La question de sa descendance et de la pérennité du pouvoir royal rongent le souverain. Henri, qui est sur le point d’aborder la cinquantaine, n’a pas encore d’héritier mâle légitime, bien qu’il soit déjà le père de plusieurs enfants issus de ses relations avec ses maîtresses.
Le roi partage sa vie avec Gabrielle d’Estrées, que la cour et les pamphlétaires surnomment la «duchesse d’Ordure» et de «putain à chien» (1).
Qui est-elle (vers 1573-1599)? C’est la fille d’Antoine, baron du Boulonnois, vicomte de Soissons et Bersy, marquis de Coeuvres, gouverneur de l’Ile-de-France, et de Françoise Babou de La Bourdaisière.
En novembre 1590, Roger de Bellegarde, grand écuyer de France, a le malheur de présenter sa maîtresse au roi. Ce dernier, en proie à la passion, créée pour elle le duché de Beaufort et comble d’honneurs sa parenté. Devenue marquise de Montceaux, puis duchesse de Beaufort, elle convainc Henri de se marier avec elle.

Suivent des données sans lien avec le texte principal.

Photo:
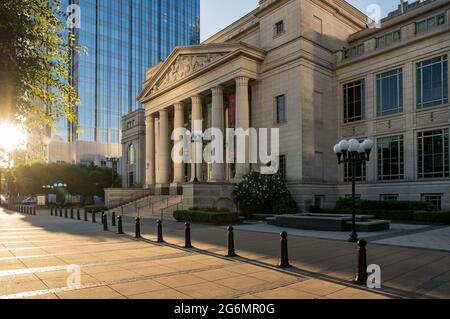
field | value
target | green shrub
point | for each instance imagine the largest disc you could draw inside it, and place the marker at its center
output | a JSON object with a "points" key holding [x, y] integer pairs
{"points": [[210, 209], [206, 216], [259, 193], [285, 205], [345, 204], [95, 208]]}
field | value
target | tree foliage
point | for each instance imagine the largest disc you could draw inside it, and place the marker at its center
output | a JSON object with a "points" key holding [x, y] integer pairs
{"points": [[81, 180], [35, 62]]}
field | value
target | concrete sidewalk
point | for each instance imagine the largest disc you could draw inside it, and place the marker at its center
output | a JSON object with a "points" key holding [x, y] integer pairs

Le pape Clément VIII se montre hostile au projet de mariage avec cette sulfureuse maîtresse au nom de la morale. De plus, quel enfant mâle du couple le pape devra-t-il légitimer pour prétendre à la succession au trône? César (1594-1665) ou Alexandre (1598-1629), fils de Gabrielle et d’Henri?
Ou alors l’héritier mâle issu de leur union qu’elle pourrait avoir une fois reine? Détestée par le peuple, elle meurt, enceinte de quatre mois du quatrième enfant du roi, dans d’horribles convulsions chez le financier Sébastien Zamet. La question dynastique se pose réellement.
Son influence sur le monarque est marquée. Elle réussit à convaincre le roi de l’épouser aux environs de Pâques 1599. Et, comme le rappelle Jean-Pierre Babelon, «durant les deux années de son existence, Gabrielle tient véritablement le rang d’une reine de France» (2).
Henri, sans héritier mâle légitime, se laisse d’autant plus convaincre qu’il est victime d’une sévère attaque de fièvre en octobre 1598. «La mort du roi aurait plongé le royaume dans les mêmes affres qu’en 1588» (3), déclare Yves-Marie Bercé.
«Le roi était conscient du problème; il avait résolu d’épouser son actuelle maîtresse, Gabrielle d’Estrées, qu‘il avait faite duchesse de Beaufort, et de légitimer les trois enfants qu’elle lui avait donnés.
La duchesse était belle, intelligente, soutenue à la fois par des protestants, qui préféraient cette alliance à celle d’une princesse venue d’une cour catholique, et par d’anciens ligueurs auxquels elle était apparentée» (4). Gabrielle, enceinte, mourra – sans doute – d’une éclampsie puerpérale le 10 avril 1599 (5). On évoque un empoisonnement.
Alain Chardonnens, historien, enseignant-formateur à l'Université de Fribourg
Notes et références
(1) Lachère Monique: Henri IV. Paris, Lausanne, L’Âge d’Homme, 1994, p. 75.
(2) Babelon Jean-Pierre: Henri IV. Paris, Fayard, 2000, p. 649.
(3) Bercé Yves-Marie: La naissance dramatique de l’absolutisme (1598-1661), Nouvelle histoire de la France moderne, tome 3. Paris, Éditions du Seuil, 1992, coll. «Points Histoire», n°209, p. 15.
(4) Ibid., p. 15.
(5) Garrisson Janine: Henri IV. Paris, Seuil, 2008, p. 245.